雪人
 エレミールは引っ張られる形でベットのそばまで近づいているのに気付き、まさかと思う。心臓が忙しなくバクバクと動き、全身が鐘のようになった感じがする。思わぬ展開に乙女心に火がつく。
(ああ、私今日でやっと奪われるのね…。どうしよう恥ずかしい!それに朝からなんて想像してなかったわ。でもいいの…願ってもないチャンスだから)

 黙々と妄想を膨らませると、ピタッと立ち止まる振動がルイ越しに伝わる。
 とうとう来たのねと思い、エレミールはルイに体を委ねようとした瞬間割れたガラスのように乙女心は崩れてしまった。

「着替えるから早く出てってくれ」

 愕然とするエレミールを余所に、ルイは部屋から追い出した。
 ポツンと廊下に一人残されたエレミールはふつふつと怒りが込み上げてくるのを感じる。

「私の乙女心を返せええええーーーー!!」

 エレミールの怒りが頂点に達し、宿屋全体に響き渡る叫び声を上げたのだった。
もちろん、後で宿屋の人に怒られたのは言うまでも無いことだが。


 宿屋の食堂で一人拗ねた表情で機嫌の悪いエレミール。
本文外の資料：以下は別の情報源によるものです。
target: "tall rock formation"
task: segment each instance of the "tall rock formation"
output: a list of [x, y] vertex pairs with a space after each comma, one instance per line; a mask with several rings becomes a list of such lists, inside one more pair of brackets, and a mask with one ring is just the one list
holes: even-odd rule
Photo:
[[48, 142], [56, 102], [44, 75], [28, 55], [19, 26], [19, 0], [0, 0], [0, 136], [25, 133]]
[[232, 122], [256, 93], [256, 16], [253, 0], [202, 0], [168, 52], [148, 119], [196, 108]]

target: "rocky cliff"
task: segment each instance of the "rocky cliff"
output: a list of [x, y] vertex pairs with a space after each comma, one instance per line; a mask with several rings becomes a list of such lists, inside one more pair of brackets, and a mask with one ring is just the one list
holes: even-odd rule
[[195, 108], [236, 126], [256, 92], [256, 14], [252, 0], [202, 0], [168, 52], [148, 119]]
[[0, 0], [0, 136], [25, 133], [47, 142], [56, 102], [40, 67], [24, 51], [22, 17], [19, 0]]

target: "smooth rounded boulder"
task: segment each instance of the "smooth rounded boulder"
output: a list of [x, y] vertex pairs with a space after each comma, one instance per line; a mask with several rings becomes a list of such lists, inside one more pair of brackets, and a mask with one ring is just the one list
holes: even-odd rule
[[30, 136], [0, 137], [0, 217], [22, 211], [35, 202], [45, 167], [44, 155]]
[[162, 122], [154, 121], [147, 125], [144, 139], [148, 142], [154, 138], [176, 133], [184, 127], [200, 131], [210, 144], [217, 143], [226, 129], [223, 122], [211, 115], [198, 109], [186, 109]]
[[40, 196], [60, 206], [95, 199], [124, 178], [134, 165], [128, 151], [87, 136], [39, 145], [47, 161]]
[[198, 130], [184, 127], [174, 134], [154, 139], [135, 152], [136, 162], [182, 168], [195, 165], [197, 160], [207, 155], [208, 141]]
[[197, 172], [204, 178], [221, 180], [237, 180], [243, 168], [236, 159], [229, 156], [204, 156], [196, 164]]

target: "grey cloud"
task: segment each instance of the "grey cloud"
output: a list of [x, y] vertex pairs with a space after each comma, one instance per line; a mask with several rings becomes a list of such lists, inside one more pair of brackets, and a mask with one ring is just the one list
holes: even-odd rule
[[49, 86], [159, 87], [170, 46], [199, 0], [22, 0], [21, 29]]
その正面には何事もなかったかのように食事をしているルイ。
 食堂はルゲイエが居たということもあり、人が全くといっていいほど居ない。ルイ達二人を含め四人の客しかいないのだ。
 ルイは相変わらず拗ねたままのエレミールに視線を向け、これから任務先に行かなければならないのに拗ねた奴のせいで支障が出ると困ると思いながらパンを噛っている。

(ころころ表情が変わる奴だな。ん〜いっそのことあっちに送り返すか…いや、童顔野郎がまたこっちに送ってくる可能性が高いしな。仕方ない、この手でいくか)

 拗ねた目の前人物のご機嫌をとる方法を思いつき、目を逸らしそっぽを向いてるエレミールに声を掛ける。

「機嫌直せよ、エミル。二ヵ月前に断った買い物、拗ねるの止めてくれたら本部に戻ったら付き合うよ」

「本当に!?嘘じゃないよね!?」

 その言葉に反応し、そっぽを向いていた顔をルイに向け嬉々したように聞く。
 ルイはエレミールのその様子に苦笑しつつも頷き肯定の意志を示す。
 それを見たエレミールは手を握りガッツポーズする。